This specification defines an application-layer protocol for **segmentation** and **reconstruction** of messages carried over a message transport/delivery services with size limitation, when the original payload exceeds said limitation.
Applications partition the payload into multiple wire-messages envelopes and reconstruct the original on receipt,
even when segments arrive out of order or up to a **predefined percentage** of segments are lost.
The protocol uses **Reed–Solomon** erasure coding for fault tolerance.
Messages whose payload size is **≤ `segmentSize`** are sent unmodified.
Waku Relay deployments typically propagate envelopes up to **150 KB** as per [64/WAKU2-NETWORK - Message](https://rfc.vac.dev/waku/standards/core/64/network#message-size).

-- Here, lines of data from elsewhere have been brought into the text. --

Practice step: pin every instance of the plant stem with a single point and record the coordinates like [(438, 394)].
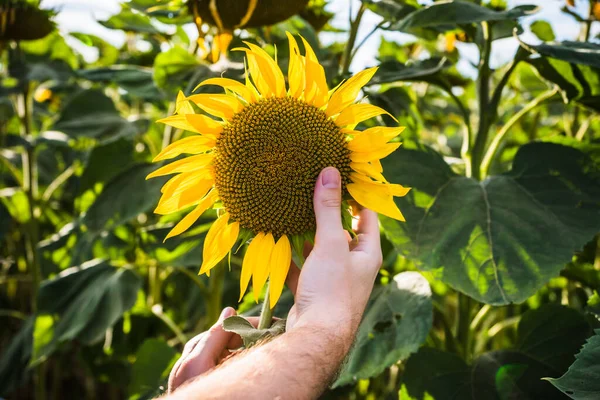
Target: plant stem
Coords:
[(521, 55), (354, 25), (494, 146), (597, 257), (465, 150), (168, 132), (266, 313), (214, 301), (483, 86), (463, 332), (586, 29)]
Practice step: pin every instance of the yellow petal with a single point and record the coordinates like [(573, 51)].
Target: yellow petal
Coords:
[(316, 92), (296, 72), (189, 145), (204, 124), (280, 265), (220, 105), (375, 154), (193, 216), (236, 87), (250, 259), (261, 267), (368, 169), (348, 92), (357, 113), (218, 242), (270, 70), (375, 197), (179, 122), (187, 164), (187, 193), (182, 106)]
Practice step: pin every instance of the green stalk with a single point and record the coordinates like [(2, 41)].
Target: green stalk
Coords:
[(495, 145), (463, 332), (483, 86), (465, 150), (266, 313), (214, 300), (30, 186), (354, 25)]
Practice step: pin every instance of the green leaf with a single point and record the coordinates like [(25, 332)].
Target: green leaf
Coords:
[(97, 170), (107, 53), (593, 305), (250, 335), (543, 347), (433, 374), (394, 71), (124, 198), (87, 301), (543, 30), (153, 362), (502, 239), (582, 380), (136, 80), (128, 20), (52, 47), (396, 323), (15, 358), (91, 113), (175, 66), (572, 52), (458, 12)]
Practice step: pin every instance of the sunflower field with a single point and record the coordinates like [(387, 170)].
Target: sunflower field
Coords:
[(471, 126)]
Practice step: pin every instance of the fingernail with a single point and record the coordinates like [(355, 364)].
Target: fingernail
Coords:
[(331, 178), (227, 312)]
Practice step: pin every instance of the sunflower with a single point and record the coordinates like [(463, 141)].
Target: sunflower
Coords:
[(257, 159)]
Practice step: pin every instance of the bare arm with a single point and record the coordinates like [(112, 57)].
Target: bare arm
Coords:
[(330, 296)]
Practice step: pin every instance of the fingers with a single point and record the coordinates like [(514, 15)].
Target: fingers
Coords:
[(368, 230), (327, 205), (369, 240), (292, 279), (202, 352)]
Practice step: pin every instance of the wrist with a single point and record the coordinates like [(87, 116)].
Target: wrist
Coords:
[(327, 326)]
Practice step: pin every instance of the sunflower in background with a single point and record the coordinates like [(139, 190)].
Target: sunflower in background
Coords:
[(258, 161)]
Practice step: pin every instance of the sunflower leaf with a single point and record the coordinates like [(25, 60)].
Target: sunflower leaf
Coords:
[(501, 239)]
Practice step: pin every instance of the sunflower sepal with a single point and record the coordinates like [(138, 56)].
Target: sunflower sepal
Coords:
[(243, 238), (249, 334), (297, 242)]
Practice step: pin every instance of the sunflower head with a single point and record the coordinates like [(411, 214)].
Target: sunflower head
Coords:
[(255, 154)]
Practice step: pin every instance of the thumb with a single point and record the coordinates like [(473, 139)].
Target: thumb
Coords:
[(327, 204)]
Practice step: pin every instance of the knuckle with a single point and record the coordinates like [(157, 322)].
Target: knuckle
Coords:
[(332, 201)]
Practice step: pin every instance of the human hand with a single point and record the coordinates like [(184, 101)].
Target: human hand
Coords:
[(205, 351), (337, 278)]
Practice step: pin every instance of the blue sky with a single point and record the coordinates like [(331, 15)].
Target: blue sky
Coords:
[(81, 16)]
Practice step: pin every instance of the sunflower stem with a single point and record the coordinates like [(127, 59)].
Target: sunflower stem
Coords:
[(354, 25), (266, 313)]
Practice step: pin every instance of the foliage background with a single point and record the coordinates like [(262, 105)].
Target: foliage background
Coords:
[(487, 292)]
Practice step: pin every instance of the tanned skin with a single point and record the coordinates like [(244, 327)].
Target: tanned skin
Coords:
[(330, 294)]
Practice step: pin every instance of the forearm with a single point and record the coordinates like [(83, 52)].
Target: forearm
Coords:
[(296, 365)]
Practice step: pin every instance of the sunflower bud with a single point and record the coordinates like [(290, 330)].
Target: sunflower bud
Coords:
[(23, 21), (232, 14)]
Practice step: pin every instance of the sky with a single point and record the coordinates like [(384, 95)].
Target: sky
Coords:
[(81, 16)]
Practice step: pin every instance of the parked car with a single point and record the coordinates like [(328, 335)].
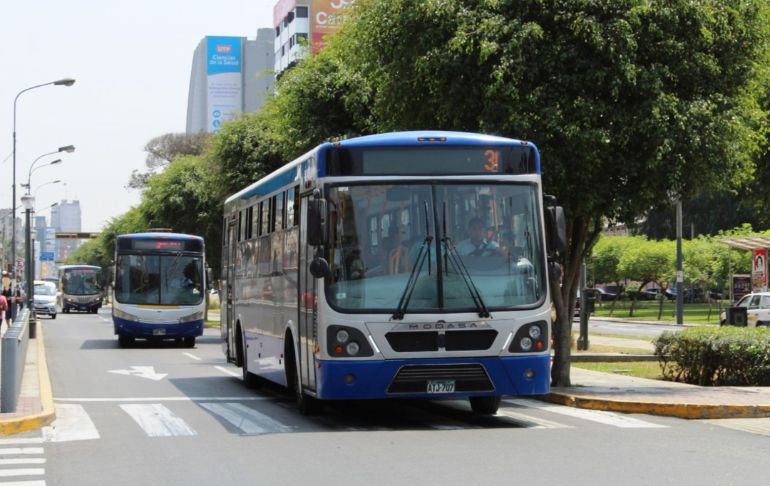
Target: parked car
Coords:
[(757, 309), (45, 298)]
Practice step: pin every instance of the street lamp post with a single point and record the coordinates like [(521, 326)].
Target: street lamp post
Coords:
[(29, 203), (60, 82)]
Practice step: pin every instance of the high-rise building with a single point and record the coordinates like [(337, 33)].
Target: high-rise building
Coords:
[(229, 76), (65, 217), (301, 27)]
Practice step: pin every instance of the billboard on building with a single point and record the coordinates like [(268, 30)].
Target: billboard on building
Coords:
[(224, 61), (759, 271), (326, 17)]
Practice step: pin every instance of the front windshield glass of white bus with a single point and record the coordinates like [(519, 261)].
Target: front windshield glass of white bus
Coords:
[(158, 279), (379, 231), (81, 282)]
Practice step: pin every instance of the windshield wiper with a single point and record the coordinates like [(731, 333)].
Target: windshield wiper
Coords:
[(457, 261), (406, 295)]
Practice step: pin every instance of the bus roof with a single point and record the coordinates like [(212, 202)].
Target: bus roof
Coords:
[(291, 171), (160, 236)]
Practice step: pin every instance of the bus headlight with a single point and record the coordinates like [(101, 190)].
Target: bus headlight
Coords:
[(347, 342), (342, 336), (124, 315), (532, 336), (352, 348), (197, 316)]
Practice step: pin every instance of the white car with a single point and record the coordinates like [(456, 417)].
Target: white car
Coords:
[(45, 298), (757, 309)]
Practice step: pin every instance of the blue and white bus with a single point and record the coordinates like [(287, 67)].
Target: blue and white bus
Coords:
[(80, 288), (159, 288), (400, 265)]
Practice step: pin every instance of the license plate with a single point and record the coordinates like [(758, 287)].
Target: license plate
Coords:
[(441, 386)]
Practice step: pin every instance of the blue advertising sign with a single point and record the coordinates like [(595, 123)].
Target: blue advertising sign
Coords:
[(224, 80)]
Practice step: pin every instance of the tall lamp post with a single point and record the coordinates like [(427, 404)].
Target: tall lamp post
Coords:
[(60, 82), (29, 204)]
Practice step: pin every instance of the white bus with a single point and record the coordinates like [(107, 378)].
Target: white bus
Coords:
[(401, 265), (80, 288), (159, 288)]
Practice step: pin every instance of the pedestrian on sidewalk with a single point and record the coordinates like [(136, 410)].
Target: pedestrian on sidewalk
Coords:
[(3, 309)]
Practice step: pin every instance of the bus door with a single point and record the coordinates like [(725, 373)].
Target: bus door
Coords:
[(308, 308), (228, 318)]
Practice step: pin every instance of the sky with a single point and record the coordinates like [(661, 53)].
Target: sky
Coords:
[(131, 61)]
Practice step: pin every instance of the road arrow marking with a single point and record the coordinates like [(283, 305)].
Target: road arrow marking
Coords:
[(142, 372)]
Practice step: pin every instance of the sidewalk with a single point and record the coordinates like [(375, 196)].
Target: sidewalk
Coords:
[(590, 389), (35, 406)]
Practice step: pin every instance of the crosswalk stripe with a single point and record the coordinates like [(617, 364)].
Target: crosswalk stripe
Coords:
[(599, 416), (72, 423), (21, 440), (246, 419), (13, 451), (20, 461), (532, 422), (8, 473), (157, 420)]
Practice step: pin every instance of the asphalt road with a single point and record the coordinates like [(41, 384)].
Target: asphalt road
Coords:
[(166, 415)]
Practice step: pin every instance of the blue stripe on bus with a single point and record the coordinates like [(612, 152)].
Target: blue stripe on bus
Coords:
[(372, 378), (143, 330)]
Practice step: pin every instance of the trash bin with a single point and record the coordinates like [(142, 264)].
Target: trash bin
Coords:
[(737, 316)]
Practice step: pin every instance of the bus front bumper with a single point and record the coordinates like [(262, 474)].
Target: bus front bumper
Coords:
[(429, 378), (125, 327)]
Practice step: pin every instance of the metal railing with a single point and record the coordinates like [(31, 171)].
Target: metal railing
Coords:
[(14, 354)]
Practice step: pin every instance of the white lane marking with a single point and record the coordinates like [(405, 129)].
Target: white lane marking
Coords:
[(29, 440), (158, 421), (246, 419), (599, 416), (7, 473), (11, 451), (72, 423), (142, 372), (16, 462), (532, 422), (161, 399), (229, 372)]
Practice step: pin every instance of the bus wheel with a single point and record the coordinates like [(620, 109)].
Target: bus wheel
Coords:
[(485, 405), (306, 404), (250, 380), (125, 341)]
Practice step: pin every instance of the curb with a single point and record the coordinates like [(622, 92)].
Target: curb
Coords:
[(678, 410), (48, 413)]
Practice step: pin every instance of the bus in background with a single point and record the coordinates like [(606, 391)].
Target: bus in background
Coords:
[(401, 265), (159, 288), (80, 288)]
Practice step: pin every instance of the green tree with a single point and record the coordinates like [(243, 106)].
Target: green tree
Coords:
[(630, 101)]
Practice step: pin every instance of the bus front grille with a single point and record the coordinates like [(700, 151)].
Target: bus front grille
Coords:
[(410, 342), (470, 377)]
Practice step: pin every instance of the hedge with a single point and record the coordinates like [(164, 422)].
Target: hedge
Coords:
[(723, 356)]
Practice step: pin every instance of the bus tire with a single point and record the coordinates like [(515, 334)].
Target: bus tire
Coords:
[(250, 380), (125, 341), (485, 405), (306, 404)]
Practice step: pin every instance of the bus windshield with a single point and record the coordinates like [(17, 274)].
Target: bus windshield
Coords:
[(168, 279), (465, 246), (80, 282)]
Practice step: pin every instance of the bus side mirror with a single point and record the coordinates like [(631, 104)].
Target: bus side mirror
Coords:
[(316, 222), (556, 230)]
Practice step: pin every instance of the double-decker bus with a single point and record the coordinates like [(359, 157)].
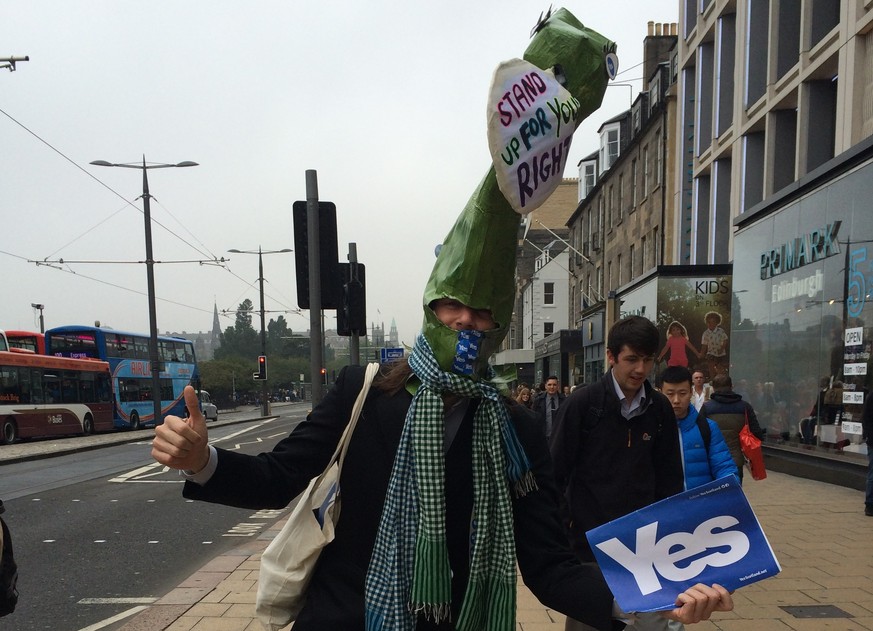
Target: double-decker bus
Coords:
[(50, 396), (128, 357), (26, 340)]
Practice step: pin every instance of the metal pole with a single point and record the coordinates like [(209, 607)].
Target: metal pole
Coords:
[(316, 353), (153, 317), (354, 341), (265, 403)]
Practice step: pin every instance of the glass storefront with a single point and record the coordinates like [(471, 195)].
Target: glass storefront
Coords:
[(691, 307), (802, 325)]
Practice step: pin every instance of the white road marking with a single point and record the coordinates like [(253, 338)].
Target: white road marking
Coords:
[(116, 601), (142, 474), (109, 621)]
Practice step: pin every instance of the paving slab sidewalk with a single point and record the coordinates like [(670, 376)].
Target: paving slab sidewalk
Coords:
[(819, 532)]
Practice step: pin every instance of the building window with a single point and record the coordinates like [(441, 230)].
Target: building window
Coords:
[(643, 253), (620, 210), (548, 293), (587, 178), (645, 170), (609, 145)]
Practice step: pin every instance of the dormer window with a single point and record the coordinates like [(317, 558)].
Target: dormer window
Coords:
[(587, 177), (609, 146)]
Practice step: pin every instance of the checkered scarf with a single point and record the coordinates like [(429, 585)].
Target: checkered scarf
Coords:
[(409, 571)]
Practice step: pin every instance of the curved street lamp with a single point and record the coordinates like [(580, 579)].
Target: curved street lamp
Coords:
[(265, 403), (150, 271)]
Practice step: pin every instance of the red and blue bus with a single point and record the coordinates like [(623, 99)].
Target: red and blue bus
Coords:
[(52, 396), (128, 357), (27, 341)]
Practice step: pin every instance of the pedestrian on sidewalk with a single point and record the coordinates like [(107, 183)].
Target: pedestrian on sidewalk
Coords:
[(546, 405), (616, 445), (731, 413), (446, 487)]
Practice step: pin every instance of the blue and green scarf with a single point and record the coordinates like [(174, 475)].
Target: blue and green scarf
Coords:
[(409, 570)]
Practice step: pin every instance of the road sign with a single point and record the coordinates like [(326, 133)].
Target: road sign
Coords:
[(390, 354)]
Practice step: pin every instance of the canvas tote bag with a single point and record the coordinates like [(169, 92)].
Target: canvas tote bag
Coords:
[(288, 562)]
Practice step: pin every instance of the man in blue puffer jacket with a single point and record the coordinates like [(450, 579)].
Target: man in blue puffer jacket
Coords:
[(702, 461)]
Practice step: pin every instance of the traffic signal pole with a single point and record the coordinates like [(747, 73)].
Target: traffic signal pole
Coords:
[(316, 347), (265, 391), (354, 342)]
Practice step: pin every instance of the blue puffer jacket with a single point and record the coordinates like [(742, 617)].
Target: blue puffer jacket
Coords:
[(698, 468)]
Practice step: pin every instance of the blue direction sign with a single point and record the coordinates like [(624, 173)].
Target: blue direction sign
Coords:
[(390, 354)]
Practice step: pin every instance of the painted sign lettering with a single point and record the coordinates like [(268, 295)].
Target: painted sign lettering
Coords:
[(811, 247)]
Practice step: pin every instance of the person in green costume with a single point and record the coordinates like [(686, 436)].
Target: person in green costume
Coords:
[(446, 488)]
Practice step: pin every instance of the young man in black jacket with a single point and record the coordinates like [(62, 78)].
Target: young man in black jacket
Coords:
[(615, 445)]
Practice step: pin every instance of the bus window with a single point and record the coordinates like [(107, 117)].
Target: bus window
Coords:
[(37, 395), (24, 384), (9, 385), (104, 390), (69, 389), (141, 348), (128, 390), (51, 385)]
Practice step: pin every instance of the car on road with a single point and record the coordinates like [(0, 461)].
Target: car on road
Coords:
[(209, 409)]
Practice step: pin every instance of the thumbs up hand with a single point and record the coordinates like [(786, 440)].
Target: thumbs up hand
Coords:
[(183, 443)]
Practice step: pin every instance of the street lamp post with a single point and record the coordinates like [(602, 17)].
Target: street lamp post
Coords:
[(150, 272), (40, 307), (265, 403)]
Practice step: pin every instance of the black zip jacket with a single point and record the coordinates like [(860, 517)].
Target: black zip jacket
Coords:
[(608, 466)]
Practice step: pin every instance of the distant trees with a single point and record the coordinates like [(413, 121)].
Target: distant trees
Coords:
[(236, 359)]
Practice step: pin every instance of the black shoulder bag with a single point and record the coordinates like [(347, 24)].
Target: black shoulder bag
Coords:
[(8, 571)]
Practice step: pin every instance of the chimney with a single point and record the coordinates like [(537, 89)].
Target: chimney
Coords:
[(656, 47)]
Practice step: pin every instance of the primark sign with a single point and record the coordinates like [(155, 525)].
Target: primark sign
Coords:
[(809, 248)]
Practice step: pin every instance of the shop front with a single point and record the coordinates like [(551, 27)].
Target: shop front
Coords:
[(691, 307), (802, 326)]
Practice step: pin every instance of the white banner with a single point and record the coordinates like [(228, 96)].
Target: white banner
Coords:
[(531, 120)]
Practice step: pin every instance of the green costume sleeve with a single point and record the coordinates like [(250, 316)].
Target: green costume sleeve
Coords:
[(476, 264)]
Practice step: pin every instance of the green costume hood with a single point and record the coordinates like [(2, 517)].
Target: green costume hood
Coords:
[(476, 264)]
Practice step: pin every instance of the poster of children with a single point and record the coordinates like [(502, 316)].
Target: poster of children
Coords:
[(694, 320)]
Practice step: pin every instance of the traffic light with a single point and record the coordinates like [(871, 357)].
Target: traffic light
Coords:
[(331, 283), (261, 375), (351, 317)]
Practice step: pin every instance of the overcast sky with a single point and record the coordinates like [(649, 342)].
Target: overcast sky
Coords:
[(386, 100)]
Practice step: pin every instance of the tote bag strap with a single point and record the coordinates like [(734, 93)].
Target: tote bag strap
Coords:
[(343, 445)]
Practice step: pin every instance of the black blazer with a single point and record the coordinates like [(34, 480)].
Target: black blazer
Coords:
[(335, 599)]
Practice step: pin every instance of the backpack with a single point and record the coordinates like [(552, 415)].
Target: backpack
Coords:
[(8, 571), (705, 431)]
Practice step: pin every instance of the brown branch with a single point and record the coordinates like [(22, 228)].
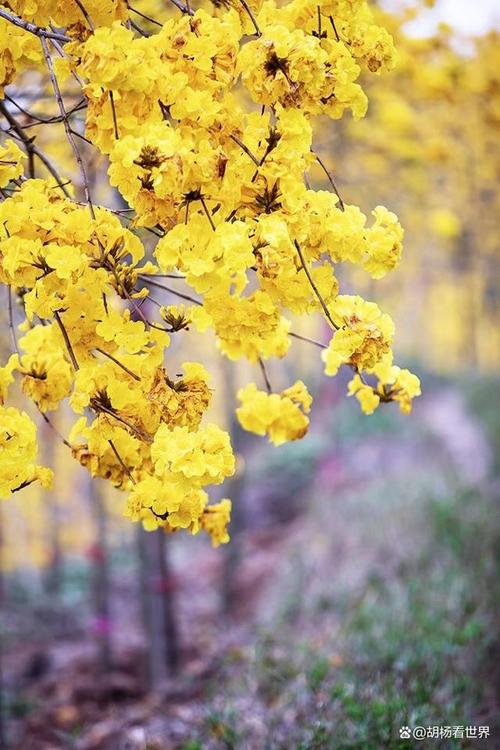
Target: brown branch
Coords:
[(113, 111), (264, 375), (306, 338), (66, 341), (11, 321), (246, 150), (69, 134), (117, 362), (122, 462), (207, 212), (29, 145), (147, 280), (330, 179), (32, 28), (314, 287), (251, 16), (85, 14)]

To support larger application payloads,
a segmentation layer is required.
This specification enables larger messages by partitioning them into multiple envelopes and reconstructing them at the receiver.
Erasure-coded parity segments provide resilience against partial loss or reordering.
The key words **"MUST"**, **"MUST NOT"**, **"REQUIRED"**, **"SHALL"**, **"SHALL NOT"**, **"SHOULD"**, **"SHOULD NOT"**, **"RECOMMENDED"**, **"NOT RECOMMENDED"**, **"MAY"**, and **"OPTIONAL"** in this document are to be interpreted as described in [RFC 2119](https://www.ietf.org/rfc/rfc2119.txt).
## Wire Format
Each segmented message is encoded as a `SegmentMessageProto` protobuf message:
```protobuf
syntax = "proto3";
message SegmentMessageProto {
// Keccak256(original payload), 32 bytes
bytes entire_message_hash = 1;
// Data segment indexing
uint32 index = 2; // zero-based sequence number; valid only if segments_count > 0
uint32 segment_count = 3; // number of data segments (>= 2)
// Segment payload (data or parity shard)
bytes payload = 4;
// Parity segment indexing (used if segments_count == 0)
uint32 parity_segment_index = 5; // zero-based sequence number for parity segments
uint32 parity_segments_count = 6; // number of parity segments (> 0)
}
```
**Field descriptions:**
-`entire_message_hash`: A 32-byte Keccak256 hash of the original complete payload, used to identify which segments belong together and verify reconstruction integrity.
-`index`: Zero-based sequence number identifying this data segment's position (0, 1, 2, ..., segments_count - 1).
-`segment_count`: Total number of data segments the original message was split into.
-`payload`: The actual chunk of data or parity information for this segment.
-`parity_segment_index`: Zero-based sequence number for parity segments.
-`parity_segments_count`: Total number of parity segments generated.
A message is either a **data segment** (when `segment_count > 0`) or a **parity segment** (when `segment_count == 0`).
reconstruction is possible if **all data segments** are received or if **any combination of data + parity** totals at least `dataSegments` (i.e., up to the predefined percentage of loss tolerated).